I’m not a big post-apocalyptic person, and I’m not a big zombie person. The Girl With All The Gifts does both, and made me love it. It’s definitely a surprisingly thought-provoking novel, but it doesn’t come without graphic descriptions of gore and violence, so watch out for that.

≫ THE PLOT:

“Miss Justineau, what will happen when we’re grown up? Will the army still want to keep us, or will we go home to Beacon? […]”

Melanie is subject number one in an underground laboratory, one of about two dozen children who live in cells, move around strapped to wheelchairs, and do nothing but go to classes all day. She doesn’t mind, though; Melanie is precocious, and loves nothing more than her classes with Miss Justineau, who teaches them colourful mythology and fantastic stories. It’s easy to stop thinking about what’s happening outside. Hungries (basically zombies) have taken over most of the UK, and those few who have escaped the deadly fungus are savage and ruthless. But the army base where Melanie lives is attacked, and the inside world is no longer safe—for the children themselves are hungries, unable to control their desire for human flesh whenever they smell it. Miss Justineau, the sinister Dr Caldwell, and two army men escape the attack, taking Melanie with them reluctantly. As they travel through the ravaged country to Beacon, the last civilised settlement, they must face the facts. Is there any way that humans can survive?

The plot is a bit slow-moving at first, but it picks up quickly. The writing is very engaging, and Melanie’s eight-year-old perspective was actually really interesting to read. I had to regularly put this down because it got so intense, though.

≫ THE SETTING:
Zombie-afflicted UK is not actually something out of a bad horror film; it’s terribly haunting. The hungries only hunt when they smell flesh, and remain frozen in place otherwise.

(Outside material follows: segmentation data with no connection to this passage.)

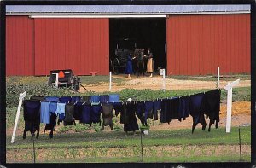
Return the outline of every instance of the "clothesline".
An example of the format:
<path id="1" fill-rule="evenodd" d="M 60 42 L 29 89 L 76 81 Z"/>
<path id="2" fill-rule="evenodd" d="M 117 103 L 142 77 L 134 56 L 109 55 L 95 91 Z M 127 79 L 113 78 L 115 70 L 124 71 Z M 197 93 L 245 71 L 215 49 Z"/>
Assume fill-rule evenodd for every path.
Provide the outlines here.
<path id="1" fill-rule="evenodd" d="M 219 89 L 220 90 L 220 89 Z M 206 91 L 203 91 L 203 93 L 205 93 Z M 201 93 L 201 92 L 200 92 Z M 197 93 L 195 93 L 197 94 Z M 195 94 L 189 94 L 189 96 L 190 96 L 191 95 L 195 95 Z M 109 96 L 109 101 L 101 101 L 101 96 Z M 90 97 L 92 96 L 94 97 L 92 101 L 90 101 Z M 153 100 L 143 100 L 143 101 L 133 101 L 135 102 L 141 102 L 141 101 L 159 101 L 159 100 L 164 100 L 164 99 L 172 99 L 172 98 L 174 98 L 174 97 L 182 97 L 182 96 L 172 96 L 172 97 L 166 97 L 166 98 L 155 98 L 155 99 L 153 99 Z M 87 97 L 85 98 L 85 100 L 84 100 L 84 101 L 90 101 L 90 102 L 93 102 L 93 103 L 102 103 L 102 102 L 122 102 L 122 103 L 127 103 L 129 102 L 130 101 L 119 101 L 119 97 L 120 97 L 120 94 L 118 93 L 118 94 L 108 94 L 108 95 L 89 95 L 89 96 L 32 96 L 30 100 L 35 100 L 35 101 L 44 101 L 44 98 L 45 97 L 56 97 L 56 98 L 61 98 L 61 97 L 70 97 L 72 100 L 73 98 L 75 98 L 76 100 L 82 100 L 83 97 Z M 98 98 L 96 98 L 98 97 Z M 115 97 L 114 100 L 113 99 L 113 97 Z M 112 99 L 111 99 L 112 98 Z M 96 100 L 98 100 L 98 101 L 96 101 Z M 108 100 L 108 98 L 107 98 L 107 100 Z M 73 103 L 76 103 L 76 102 L 79 102 L 79 101 L 68 101 L 68 102 L 73 102 Z"/>
<path id="2" fill-rule="evenodd" d="M 147 119 L 153 119 L 153 116 L 154 120 L 158 120 L 159 113 L 160 113 L 160 122 L 168 124 L 173 119 L 185 120 L 191 115 L 193 133 L 199 123 L 202 125 L 202 130 L 206 129 L 206 115 L 210 119 L 208 129 L 210 131 L 212 124 L 215 123 L 216 128 L 218 127 L 220 93 L 220 90 L 217 89 L 190 96 L 125 102 L 119 101 L 118 94 L 73 97 L 32 96 L 31 100 L 24 101 L 24 119 L 26 124 L 39 121 L 46 123 L 46 126 L 49 127 L 49 125 L 55 125 L 56 121 L 52 121 L 51 119 L 56 119 L 58 115 L 59 120 L 64 121 L 64 124 L 73 125 L 74 120 L 79 120 L 80 123 L 91 125 L 92 123 L 101 125 L 102 114 L 103 119 L 102 130 L 107 125 L 113 130 L 112 119 L 114 110 L 116 116 L 120 114 L 120 123 L 124 124 L 124 131 L 127 132 L 139 130 L 136 115 L 143 125 L 148 125 Z M 38 113 L 39 117 L 35 115 Z"/>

Picture this: you’re walking through a small town, slowly, so you don’t arouse suspicion, hoping you put on enough e-blocker to conceal your scent, and you’re surrounded by an entire zombie horde frozen in place…

≫ THE CHARACTERS:
We get the perspectives of each person in the runaway pack: Melanie, her favourite teacher Miss Justineau, creepy lobotomy-happy Dr Caldwell, gruff leader Sergeant Parks, and rookie Private Gallagher. All of them are very three-dimensional and actually have their own feel. It sounds weird, but the main problem I have with multiple points of view is that they sometimes don’t feel as distinct as they should. The Girl With All The Gifts managed that ASOIAF-style: the chapters brought their own auras depending on the character. Melanie’s inquisitiveness, Caldwell’s clinical coldness, Miss Justineau’s matter-of-factness and what lies beneath…they all literally leapt off the page. Their dynamic was so interesting too. They all start off distrusting each other, and Parks insists on chaining Melanie up, but by the end they’re a whole new story. Caldwell is the closest this book comes to a villain, but her feverish need to save mankind makes it possible to empathise with her, even when she’s being absolutely horrifying. A+ for these characters.

≫ THE ENDING:
I promise you, if you read this book for only one thing, it should be the ending. It absolutely blew me away. I sat back speechless for a few minutes. It is absolutely brilliant. Forget Warm Bodies, this deserves a movie just for that ending.

≫ TO SUMMARISE:
Even if you’re not typically into zombie books, you should give this one a go! Well-written characters, a creepy setting, and that brilliant ending all make The Girl With All The Girls a great read.